The doctrine of colourability is the concept that when a legislature aims to do something that it is unable to do or is beyond its capability or authority, within the limitations of its government’s constitution, it colours the law with a concealed motive or purpose, allowing it to accomplish its original hidden goal. Legislation is termed as colourable when a legislature, having insufficient or absolutely no authority or legislative capability, enacts legislation that is so disguising that it misleadingly seems to drop within its legislative capability. It is clear that the purpose lies in the element that the legislature is unable to legislate directly; it cannot traverse outside its capability to legislate it in an indirect manner. This principle is  called the Doctrine of Colourable Legislation. While deliberating on legislative competence and the scope of the courts to check colourable legislation in the constituent assembly of India, Alladi Krishnaswami Ayyar said; “It is an accepted principle of Constitutional Law that when a Legislature, be it the Parliament at the Centre or a Provincial Legislature, is invested with a power to pass a law in regard to a particular subject matter under the provisions of the Constitution, it is not for the Court to sit in judgment over the Act of the Legislature. Of course, if the legislature is a colourable device, a contrivance to outstep the limits of the legislative power or to use the language of private law, is a fraudulent exercise of the power, the Court may pronounce the legislation to be invalid or ultra vires.”

Clearly, not all acts of the legislation shall be subject to the applicability of the doctrine of colourable legislation, there are limitations to its applicability as follows:

  1. It is inapplicable in cases where the authority of the legislature is not fettered by the constitutional provisions.
  2. It does not apply to cases of subordinate legislation.
  3. The intention of the legislature while determining an enactment is not relevant to determining its validity.
  4. There shall always be a presumption of constitutional validity in favor of the enactment.

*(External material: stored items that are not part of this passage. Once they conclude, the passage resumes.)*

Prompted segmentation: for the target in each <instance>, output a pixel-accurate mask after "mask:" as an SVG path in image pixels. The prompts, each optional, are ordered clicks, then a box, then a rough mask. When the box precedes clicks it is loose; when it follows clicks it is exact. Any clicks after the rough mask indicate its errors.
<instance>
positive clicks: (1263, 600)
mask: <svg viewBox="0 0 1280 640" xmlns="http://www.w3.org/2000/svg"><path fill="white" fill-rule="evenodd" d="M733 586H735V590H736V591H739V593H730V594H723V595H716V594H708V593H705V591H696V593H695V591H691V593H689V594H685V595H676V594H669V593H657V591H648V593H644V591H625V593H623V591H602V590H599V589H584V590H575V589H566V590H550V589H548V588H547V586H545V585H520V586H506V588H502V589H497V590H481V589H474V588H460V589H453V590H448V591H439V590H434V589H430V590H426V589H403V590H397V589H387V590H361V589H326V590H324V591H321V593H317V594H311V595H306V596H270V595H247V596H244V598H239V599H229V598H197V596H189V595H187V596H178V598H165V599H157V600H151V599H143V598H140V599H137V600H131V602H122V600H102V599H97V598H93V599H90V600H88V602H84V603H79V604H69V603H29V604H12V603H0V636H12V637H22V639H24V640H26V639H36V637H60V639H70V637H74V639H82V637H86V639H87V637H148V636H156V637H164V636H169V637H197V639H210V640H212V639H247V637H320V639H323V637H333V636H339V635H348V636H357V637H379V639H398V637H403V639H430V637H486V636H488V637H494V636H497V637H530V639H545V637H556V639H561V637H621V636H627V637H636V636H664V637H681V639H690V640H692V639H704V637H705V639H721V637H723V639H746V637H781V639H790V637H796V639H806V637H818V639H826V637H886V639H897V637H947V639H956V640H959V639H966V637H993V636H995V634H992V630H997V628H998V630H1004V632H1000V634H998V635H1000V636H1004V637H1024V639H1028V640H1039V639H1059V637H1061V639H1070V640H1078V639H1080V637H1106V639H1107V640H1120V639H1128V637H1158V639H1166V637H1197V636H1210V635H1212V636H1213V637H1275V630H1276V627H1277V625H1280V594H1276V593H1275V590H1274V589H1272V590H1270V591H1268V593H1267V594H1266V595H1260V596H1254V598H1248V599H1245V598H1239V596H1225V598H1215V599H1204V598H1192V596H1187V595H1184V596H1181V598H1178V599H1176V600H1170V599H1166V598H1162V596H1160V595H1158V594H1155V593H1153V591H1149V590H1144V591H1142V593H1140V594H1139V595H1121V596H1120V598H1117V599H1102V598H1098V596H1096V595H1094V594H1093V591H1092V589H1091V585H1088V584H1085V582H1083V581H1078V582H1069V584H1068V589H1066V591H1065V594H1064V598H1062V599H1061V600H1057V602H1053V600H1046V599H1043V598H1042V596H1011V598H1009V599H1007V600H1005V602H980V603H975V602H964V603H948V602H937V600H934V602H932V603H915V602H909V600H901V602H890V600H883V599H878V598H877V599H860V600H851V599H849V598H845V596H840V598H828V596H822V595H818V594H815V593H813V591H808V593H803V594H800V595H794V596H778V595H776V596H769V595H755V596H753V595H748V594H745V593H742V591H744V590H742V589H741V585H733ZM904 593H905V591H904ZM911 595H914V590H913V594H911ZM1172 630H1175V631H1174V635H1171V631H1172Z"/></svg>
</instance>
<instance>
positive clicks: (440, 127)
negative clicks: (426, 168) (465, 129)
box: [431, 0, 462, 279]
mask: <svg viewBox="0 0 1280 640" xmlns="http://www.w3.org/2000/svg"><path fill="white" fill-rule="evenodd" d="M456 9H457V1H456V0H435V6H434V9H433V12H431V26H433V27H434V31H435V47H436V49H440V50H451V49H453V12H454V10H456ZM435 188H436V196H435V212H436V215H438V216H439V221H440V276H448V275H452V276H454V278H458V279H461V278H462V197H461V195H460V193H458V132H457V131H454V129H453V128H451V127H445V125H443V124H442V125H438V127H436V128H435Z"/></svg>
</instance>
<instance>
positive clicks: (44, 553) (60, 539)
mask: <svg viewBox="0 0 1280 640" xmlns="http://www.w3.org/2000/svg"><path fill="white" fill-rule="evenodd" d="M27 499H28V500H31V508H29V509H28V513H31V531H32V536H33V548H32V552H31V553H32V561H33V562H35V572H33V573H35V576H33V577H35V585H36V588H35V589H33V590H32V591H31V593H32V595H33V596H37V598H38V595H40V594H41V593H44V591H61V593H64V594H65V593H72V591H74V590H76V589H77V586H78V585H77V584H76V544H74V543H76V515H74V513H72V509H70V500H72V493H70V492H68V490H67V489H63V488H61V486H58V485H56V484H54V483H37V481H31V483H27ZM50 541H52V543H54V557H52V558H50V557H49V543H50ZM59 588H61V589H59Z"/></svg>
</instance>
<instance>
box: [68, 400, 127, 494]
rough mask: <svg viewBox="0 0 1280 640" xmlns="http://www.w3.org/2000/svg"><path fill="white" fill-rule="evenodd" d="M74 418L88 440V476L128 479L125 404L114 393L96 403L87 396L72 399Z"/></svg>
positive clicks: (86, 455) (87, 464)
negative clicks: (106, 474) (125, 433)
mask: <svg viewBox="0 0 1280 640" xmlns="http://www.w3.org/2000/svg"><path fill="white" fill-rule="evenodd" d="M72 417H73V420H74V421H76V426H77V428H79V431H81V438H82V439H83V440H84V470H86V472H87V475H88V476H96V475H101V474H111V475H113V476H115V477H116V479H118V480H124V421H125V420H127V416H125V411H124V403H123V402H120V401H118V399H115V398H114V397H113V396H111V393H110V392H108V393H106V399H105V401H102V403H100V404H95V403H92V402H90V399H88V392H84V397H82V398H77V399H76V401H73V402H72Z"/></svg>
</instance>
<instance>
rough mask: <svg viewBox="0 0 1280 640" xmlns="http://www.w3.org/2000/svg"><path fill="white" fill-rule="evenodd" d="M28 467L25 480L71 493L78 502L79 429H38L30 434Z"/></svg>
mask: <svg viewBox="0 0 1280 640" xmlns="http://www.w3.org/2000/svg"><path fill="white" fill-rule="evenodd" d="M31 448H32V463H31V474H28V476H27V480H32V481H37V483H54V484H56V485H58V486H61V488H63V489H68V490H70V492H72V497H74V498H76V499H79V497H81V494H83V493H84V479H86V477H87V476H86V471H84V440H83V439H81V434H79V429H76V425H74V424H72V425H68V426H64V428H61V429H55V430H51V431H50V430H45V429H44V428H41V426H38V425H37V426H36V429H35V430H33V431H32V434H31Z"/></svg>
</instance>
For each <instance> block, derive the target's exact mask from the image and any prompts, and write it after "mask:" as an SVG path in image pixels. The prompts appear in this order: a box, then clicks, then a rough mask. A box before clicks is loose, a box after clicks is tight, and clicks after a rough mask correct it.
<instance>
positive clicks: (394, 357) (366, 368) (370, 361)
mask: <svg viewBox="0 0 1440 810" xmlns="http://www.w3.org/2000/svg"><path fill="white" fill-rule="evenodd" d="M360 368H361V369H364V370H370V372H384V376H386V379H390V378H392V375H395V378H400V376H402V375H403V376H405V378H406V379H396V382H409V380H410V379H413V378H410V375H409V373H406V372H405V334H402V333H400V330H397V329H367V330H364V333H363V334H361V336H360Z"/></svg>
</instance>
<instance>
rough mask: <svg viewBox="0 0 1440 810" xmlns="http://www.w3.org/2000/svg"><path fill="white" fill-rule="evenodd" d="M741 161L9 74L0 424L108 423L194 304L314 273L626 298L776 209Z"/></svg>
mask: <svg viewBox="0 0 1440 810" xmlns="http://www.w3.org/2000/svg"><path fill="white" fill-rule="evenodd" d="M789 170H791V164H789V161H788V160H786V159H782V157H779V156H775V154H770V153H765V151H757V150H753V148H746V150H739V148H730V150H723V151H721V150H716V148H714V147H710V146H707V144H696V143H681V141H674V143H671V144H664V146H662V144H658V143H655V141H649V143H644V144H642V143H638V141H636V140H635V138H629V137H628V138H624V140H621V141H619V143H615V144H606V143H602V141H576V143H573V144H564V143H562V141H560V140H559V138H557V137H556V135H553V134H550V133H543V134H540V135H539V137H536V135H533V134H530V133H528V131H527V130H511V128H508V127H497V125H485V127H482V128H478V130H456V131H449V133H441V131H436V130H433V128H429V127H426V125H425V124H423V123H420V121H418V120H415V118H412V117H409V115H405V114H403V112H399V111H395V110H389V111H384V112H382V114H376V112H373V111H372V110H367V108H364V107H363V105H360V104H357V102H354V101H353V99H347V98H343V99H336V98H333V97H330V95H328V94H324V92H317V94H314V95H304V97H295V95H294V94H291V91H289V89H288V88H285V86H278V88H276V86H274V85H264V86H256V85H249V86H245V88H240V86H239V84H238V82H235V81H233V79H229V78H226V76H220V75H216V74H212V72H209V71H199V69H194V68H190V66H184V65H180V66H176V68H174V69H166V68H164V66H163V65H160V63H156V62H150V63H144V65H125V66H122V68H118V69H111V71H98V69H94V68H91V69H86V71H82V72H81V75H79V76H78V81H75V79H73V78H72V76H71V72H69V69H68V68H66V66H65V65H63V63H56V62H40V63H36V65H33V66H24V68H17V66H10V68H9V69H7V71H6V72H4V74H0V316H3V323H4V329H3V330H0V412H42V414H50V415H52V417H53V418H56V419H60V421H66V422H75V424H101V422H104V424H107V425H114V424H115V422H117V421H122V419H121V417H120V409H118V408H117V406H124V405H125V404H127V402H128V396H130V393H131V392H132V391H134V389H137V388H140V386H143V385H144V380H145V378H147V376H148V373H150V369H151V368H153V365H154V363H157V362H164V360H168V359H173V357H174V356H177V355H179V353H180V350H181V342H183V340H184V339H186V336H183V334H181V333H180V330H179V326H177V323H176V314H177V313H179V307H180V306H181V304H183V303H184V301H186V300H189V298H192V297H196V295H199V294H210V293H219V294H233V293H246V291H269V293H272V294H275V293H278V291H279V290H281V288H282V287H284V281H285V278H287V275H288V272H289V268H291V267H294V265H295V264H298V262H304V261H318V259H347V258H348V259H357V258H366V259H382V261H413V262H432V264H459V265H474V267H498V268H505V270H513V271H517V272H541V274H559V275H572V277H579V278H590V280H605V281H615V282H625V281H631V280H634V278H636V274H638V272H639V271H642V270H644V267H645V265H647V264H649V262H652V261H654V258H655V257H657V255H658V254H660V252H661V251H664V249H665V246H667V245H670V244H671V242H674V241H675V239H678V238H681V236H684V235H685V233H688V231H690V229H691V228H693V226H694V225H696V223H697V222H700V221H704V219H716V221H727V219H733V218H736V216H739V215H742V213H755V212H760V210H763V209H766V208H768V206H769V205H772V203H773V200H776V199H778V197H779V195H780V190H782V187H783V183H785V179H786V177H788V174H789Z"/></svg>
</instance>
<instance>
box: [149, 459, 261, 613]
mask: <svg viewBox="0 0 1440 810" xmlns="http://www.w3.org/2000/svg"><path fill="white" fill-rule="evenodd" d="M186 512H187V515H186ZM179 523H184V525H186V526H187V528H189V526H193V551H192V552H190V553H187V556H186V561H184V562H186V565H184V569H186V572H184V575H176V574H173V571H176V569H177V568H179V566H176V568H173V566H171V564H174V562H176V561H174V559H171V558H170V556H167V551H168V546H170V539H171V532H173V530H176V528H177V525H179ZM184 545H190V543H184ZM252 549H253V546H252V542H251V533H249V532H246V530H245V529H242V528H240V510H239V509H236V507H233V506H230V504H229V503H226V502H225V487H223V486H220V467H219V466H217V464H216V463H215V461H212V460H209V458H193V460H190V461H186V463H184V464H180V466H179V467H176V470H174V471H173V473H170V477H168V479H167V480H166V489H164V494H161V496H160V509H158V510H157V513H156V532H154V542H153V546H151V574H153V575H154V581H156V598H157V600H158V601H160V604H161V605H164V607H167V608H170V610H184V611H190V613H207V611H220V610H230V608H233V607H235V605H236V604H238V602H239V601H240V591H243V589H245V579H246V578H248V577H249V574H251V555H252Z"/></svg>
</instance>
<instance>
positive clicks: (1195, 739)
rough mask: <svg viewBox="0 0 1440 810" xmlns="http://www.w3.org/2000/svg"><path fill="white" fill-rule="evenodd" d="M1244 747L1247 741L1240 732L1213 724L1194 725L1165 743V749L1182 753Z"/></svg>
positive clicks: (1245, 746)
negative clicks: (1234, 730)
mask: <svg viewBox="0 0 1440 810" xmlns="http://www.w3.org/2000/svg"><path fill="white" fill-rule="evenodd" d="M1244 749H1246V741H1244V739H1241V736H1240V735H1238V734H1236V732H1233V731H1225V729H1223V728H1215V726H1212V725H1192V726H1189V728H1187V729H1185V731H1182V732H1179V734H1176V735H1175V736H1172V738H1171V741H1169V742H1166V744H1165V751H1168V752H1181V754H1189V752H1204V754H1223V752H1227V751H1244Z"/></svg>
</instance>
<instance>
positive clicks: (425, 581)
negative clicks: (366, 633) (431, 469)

The Constitution of India has brought about well-founded dissemination of powers between Parliament and State Legislatures and every one of them is obligated to act within its confined sphere. The question of legislature competency often ascends when they seek to transgress the limits enforced by the Constitution but these contraventions are sometimes direct or patent. The Doctrine acts as a fundamental device of the Judiciary to monitor the legislative authorities endowed on the Union and State Governments and determine the validity of the legislation in question.